Every year a branch office is required to undertake the following activities:
- Maintenance of Books of Account
- Getting Annual Accounts audited
- Filling of Annual Activity Certificate with RBI
- Filing of Annual Return and Balance sheet with Registrar of Companies
- Intimating any change in the constitution of Foreign Company to RBI & ROC
- Intimating any change in Directors of Foreign Company to RBI & ROC
- Intimating each and every change in the BRANCH office to RBI & ROC
- No additional place of business can be started unless approval is taken from RBI.
- Retail trading activities of any nature.
- Manufacturing or processing activities, directly or indirectly.
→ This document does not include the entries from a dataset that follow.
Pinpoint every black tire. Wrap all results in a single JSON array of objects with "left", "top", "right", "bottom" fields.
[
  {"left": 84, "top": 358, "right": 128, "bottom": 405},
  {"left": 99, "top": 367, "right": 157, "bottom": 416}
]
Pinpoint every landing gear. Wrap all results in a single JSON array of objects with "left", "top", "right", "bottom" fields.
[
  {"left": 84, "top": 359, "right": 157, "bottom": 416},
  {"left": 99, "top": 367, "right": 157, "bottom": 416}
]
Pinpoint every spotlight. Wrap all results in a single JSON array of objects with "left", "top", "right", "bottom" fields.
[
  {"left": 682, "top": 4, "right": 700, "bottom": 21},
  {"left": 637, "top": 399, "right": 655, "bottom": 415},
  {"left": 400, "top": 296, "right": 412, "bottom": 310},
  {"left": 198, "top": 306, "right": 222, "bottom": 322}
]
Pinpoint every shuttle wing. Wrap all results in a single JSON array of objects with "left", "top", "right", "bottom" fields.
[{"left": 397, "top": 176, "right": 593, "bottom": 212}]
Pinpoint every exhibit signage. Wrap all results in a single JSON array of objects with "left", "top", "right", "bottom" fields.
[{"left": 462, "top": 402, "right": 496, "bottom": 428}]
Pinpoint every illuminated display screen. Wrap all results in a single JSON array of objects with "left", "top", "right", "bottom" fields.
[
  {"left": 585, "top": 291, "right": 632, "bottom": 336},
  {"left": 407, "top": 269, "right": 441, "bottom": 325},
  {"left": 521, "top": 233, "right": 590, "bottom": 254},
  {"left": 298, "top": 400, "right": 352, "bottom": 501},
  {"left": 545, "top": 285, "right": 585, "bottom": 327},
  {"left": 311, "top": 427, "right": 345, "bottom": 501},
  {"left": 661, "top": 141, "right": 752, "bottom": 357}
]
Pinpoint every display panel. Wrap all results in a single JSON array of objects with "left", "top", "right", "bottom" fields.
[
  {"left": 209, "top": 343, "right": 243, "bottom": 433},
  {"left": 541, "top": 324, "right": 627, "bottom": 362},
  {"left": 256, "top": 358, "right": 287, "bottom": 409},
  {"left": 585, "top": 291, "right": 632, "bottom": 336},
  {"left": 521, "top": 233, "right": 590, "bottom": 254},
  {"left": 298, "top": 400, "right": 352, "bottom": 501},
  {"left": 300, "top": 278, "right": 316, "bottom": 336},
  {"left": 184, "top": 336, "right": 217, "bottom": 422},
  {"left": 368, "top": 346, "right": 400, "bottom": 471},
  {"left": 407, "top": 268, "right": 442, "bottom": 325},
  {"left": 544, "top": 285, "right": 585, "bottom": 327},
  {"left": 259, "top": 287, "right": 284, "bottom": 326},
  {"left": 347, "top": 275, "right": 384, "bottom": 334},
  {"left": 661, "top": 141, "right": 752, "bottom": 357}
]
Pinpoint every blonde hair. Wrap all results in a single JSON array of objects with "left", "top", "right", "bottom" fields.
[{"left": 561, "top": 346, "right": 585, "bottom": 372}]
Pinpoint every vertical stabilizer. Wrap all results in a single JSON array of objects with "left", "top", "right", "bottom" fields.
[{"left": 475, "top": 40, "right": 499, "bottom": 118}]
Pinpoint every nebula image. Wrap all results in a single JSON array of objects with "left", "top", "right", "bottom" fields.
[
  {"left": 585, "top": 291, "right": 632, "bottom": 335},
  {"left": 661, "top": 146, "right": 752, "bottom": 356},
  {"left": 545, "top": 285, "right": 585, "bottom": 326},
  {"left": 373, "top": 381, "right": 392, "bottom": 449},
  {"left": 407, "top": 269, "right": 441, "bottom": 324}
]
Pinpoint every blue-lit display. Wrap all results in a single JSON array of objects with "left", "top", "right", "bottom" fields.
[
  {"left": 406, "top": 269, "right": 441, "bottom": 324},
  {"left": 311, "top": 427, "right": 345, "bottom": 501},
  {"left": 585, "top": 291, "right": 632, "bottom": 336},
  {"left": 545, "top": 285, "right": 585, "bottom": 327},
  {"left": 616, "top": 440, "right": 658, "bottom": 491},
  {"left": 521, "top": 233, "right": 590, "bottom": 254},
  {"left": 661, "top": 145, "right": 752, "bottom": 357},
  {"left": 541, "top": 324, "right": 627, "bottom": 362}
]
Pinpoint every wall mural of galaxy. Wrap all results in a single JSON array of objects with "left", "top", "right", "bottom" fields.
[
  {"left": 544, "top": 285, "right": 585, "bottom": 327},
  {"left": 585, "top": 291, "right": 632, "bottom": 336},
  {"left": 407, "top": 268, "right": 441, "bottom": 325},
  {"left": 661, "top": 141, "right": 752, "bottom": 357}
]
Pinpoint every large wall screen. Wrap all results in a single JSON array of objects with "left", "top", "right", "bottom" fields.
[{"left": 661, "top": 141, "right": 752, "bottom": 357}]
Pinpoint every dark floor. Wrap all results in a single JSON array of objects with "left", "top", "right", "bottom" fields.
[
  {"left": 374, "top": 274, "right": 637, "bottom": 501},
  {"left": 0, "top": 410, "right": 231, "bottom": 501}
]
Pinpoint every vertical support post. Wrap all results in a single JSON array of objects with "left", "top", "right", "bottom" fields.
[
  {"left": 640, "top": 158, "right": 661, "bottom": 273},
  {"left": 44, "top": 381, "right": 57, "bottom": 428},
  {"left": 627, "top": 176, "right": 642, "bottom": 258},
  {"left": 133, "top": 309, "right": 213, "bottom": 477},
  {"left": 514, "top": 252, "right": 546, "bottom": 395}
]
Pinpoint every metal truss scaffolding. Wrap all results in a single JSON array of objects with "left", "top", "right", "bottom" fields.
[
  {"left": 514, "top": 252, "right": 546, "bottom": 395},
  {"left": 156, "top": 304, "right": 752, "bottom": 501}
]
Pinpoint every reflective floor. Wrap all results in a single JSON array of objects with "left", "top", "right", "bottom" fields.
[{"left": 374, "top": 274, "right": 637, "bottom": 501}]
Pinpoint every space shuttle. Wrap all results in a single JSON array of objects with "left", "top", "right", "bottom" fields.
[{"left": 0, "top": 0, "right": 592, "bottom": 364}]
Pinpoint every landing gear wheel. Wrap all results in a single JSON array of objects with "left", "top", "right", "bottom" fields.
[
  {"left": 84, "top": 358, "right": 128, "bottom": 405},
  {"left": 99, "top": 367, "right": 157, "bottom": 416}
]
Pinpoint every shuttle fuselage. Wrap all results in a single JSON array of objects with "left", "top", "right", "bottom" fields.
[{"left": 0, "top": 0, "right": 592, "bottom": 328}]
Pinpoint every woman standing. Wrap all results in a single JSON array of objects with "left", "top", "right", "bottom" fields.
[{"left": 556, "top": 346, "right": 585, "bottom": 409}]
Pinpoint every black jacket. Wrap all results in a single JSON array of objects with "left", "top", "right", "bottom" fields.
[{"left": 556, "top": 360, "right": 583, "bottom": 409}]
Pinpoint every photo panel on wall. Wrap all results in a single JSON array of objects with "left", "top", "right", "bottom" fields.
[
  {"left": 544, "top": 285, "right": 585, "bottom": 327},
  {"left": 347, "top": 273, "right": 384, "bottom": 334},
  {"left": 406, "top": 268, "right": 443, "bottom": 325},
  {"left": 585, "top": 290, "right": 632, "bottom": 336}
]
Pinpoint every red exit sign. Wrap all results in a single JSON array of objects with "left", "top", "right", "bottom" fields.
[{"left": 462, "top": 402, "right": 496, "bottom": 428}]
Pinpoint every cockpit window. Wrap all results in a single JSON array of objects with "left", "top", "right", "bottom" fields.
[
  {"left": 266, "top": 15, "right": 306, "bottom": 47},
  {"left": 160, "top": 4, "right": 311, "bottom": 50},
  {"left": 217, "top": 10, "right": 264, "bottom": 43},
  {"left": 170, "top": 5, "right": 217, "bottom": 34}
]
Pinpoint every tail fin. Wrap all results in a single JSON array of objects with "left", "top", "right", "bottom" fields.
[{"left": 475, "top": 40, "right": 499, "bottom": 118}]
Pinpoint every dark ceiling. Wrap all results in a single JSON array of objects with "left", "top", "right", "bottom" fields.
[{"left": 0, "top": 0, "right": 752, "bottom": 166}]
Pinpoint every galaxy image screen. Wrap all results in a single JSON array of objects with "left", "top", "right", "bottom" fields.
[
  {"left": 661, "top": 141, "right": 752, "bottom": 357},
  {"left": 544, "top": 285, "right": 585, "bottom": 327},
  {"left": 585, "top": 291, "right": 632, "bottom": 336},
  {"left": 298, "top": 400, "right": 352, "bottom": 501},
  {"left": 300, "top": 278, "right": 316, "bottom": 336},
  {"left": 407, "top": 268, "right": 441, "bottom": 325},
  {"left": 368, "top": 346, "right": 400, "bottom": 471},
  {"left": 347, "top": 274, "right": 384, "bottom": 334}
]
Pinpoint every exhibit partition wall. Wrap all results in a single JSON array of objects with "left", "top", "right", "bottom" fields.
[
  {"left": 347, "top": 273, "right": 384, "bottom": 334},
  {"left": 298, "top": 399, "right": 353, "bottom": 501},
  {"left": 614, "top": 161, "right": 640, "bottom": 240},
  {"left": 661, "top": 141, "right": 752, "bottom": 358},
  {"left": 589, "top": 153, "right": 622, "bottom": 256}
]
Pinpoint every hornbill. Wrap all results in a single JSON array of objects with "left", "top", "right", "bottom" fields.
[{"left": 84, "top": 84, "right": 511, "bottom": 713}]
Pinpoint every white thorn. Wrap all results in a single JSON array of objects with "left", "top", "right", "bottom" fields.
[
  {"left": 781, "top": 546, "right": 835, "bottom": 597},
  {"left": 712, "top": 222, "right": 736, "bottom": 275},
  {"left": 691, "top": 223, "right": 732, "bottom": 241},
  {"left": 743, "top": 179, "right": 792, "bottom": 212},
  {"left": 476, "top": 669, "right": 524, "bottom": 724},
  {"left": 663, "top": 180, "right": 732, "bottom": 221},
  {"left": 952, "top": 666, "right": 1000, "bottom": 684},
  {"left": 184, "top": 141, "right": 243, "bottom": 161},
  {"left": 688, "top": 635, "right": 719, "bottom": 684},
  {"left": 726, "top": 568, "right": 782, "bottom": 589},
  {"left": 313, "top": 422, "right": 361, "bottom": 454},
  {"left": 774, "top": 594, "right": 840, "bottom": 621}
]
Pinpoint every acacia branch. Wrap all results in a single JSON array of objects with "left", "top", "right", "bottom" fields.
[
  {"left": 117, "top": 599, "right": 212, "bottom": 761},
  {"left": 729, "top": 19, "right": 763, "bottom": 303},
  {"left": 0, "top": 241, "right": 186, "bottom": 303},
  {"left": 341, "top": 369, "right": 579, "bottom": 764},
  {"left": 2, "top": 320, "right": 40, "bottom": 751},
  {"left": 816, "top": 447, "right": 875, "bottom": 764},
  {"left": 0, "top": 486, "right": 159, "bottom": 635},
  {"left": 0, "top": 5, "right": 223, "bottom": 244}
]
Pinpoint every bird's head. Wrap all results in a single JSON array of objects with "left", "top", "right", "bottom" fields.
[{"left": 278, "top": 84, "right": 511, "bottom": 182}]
RBI has given general permission to foreign companies for establishing a branch office in Special Economic Zones (SEZs) to undertake manufacturing and service activities.
Taxation rules applicable to Branch Office
The branch office will be liable to pay 40% (plus surcharges as applicable) of profits as income tax on the status of Foreign Company in India.
As per the functioning of branch office in India, it shall be liable to different indirect taxes as well, for example, if the Branch is providing technical services it shall be liable to pay service tax @ 12% (plus surcharges) and if it is selling the goods in India then it shall be liable to pay Value-added Tax (VAT) and/or Central Sales Tax (CST) at the rates prescribed for the dealt product. There is Local Body Tax (LBT) if the goods are entering the state of Maharashtra in India as few of these indirect taxes are levied by States. With the implementation of GST, the indirect tax regime in India will get simplified.